Scientists improve deep learning method for neural networks
Researchers from the Institute of Cyber Intelligence Systems at the National Research Nuclear University MEPhI (Russia) have recently developed a new learning model for the restricted Boltzmann machine (a neural network), which optimizes the processes of semantic encoding, visualization and data recognition. The results of this research are published in the journal Optical Memory and Neural Networks.
Today, deep neural networks with different architectures, such as convolutional, recurrent and autoencoder networks, are becoming an increasingly popular area of research. A number of high-tech companies, including Microsoft and Google, are using deep neural networks to design intelligent systems.
In deep learning systems, the processes of feature selection and configuration are automated, which means that the networks can choose between the most effective algorithms for hierarchal feature extraction on their own. Deep learning is characterized by learning with the help of large samples using a single optimization algorithm. Typical optimization algorithms configure the parameters of all operations simultaneously, and effectively estimate every neural network parameter's effect on error with the help of the so-called backpropagation method.
"The neural networks' ability to learn on their own is one of their most intriguing properties," explained Vladimir Golovko, professor at the MEPhI Institute of Cyber Intelligence Systems. "Just like biological systems, neural networks can model themselves, seeking to develop the best possible model of behavior."
In 2006, the sphere of neural network training saw a breakthrough when Geoffrey Hinton published a research paper on pre-training neural networks. He stated that multilayer neural networks could be pre-trained by training one layer at a time with the help of the restricted Boltzmann machine and then fine-tuning them using backpropagation. These networks were named deep belief networks, or DBN.
Golovko analyzed the main issues and paradigms of deep machine learning and suggested a new learning method for the restricted Boltzmann machine. The researcher demonstrated that the classical rule of training this neural network is a particular case of the method he developed.
"American scientists Minsky and Papert once showed that from the point of view of pattern classification, the single layer perceptron with the threshold activation function forms a linear separating surface, which is the reason why it cannot solve the 'exclusive or' problem," Golovko noted. "This led to pessimistic conclusions about the further development of neural networks. However, the last statement is only true for a single layer perceptron with a threshold or a monotonic continuous activation function, for instance, a sigmoid function. When one uses the signal activation function, the single layer perceptron can solve the 'exclusive or' problem, since it can divide the area of ones and zeros into classes with the help of two straight lines."

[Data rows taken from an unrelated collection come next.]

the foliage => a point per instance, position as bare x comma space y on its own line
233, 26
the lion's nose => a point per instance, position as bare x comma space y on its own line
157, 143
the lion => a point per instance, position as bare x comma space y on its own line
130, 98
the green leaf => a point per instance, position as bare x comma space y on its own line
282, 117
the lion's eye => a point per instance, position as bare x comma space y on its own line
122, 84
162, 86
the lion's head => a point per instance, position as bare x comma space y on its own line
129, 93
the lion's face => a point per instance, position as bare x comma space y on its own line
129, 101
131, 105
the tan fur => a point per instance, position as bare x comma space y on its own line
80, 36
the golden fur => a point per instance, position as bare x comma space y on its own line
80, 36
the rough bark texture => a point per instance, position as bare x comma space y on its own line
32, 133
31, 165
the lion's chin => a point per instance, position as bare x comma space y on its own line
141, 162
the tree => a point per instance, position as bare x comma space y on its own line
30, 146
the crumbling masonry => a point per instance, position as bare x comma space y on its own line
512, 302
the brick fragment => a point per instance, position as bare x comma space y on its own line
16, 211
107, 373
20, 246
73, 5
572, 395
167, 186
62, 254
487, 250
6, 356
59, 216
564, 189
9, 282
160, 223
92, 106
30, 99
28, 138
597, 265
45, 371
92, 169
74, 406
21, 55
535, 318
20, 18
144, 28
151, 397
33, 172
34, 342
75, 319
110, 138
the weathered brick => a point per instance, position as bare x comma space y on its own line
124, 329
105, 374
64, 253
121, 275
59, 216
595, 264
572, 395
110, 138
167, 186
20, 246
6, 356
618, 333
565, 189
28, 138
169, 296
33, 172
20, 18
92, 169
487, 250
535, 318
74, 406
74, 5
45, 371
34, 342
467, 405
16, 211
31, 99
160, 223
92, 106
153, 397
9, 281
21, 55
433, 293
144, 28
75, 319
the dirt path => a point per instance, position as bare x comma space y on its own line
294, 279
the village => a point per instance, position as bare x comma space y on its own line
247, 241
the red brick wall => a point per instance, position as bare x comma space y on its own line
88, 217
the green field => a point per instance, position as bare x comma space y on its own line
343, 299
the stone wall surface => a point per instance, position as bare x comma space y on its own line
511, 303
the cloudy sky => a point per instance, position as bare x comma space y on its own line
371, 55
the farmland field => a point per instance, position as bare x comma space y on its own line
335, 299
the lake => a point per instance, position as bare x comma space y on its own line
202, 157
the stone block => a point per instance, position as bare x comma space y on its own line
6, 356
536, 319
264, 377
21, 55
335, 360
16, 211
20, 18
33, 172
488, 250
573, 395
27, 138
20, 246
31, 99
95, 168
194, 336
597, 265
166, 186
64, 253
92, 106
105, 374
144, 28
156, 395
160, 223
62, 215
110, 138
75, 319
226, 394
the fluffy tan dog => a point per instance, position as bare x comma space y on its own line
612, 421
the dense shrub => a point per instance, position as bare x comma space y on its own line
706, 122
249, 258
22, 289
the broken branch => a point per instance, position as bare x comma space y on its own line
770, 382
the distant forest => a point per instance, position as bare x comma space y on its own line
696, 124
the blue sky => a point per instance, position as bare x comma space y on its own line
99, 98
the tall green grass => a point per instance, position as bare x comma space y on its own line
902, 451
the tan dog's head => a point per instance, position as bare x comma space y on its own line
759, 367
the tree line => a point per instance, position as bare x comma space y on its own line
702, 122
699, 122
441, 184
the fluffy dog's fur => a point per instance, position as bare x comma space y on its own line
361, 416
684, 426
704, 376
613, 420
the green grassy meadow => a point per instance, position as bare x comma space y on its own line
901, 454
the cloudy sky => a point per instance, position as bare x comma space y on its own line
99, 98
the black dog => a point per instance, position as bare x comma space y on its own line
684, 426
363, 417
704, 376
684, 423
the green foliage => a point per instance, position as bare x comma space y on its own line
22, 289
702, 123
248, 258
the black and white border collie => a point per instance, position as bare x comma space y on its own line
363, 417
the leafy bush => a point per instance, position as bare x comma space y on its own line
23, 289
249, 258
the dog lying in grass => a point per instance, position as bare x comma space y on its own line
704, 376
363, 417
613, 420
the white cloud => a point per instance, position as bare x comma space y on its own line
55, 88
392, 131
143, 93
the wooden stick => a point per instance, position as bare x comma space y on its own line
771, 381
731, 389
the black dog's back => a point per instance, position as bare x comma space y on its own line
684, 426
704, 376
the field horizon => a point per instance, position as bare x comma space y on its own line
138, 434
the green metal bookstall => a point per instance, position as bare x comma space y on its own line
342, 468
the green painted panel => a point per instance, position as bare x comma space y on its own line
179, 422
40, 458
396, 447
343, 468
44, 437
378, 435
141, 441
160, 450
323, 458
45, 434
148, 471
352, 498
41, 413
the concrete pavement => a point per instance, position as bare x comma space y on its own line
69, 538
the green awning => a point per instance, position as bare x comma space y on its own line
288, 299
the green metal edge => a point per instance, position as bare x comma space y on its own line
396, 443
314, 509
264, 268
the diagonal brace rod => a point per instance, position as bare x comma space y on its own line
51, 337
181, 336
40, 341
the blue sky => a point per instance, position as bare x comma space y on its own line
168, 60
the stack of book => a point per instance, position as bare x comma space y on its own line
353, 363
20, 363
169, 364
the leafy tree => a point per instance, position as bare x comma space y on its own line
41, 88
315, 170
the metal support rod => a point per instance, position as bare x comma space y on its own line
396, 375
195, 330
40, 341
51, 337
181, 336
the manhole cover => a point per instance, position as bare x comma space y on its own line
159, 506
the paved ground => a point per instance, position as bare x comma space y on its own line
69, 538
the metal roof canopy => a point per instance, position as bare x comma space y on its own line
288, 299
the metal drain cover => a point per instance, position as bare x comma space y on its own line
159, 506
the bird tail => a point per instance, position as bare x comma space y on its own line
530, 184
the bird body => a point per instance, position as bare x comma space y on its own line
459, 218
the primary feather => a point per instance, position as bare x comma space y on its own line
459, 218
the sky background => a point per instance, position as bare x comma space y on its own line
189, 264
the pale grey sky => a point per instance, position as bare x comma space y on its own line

The research also involved an analysis of the prospects of using deep neural networks for compression, visualization and recognition of data. Moreover, Golovko also suggested a new approach to implementation of semantic encoding, or hashing, which is based on the use of deep auto-associative neural networks.
This deep learning method might be very useful for training search engines' neural networks, the author states, as it will improve the speed of searching for relevant images.
These findings have great practical value: they have already found application in the spheres of computer vision, speech recognition and bioinformatics.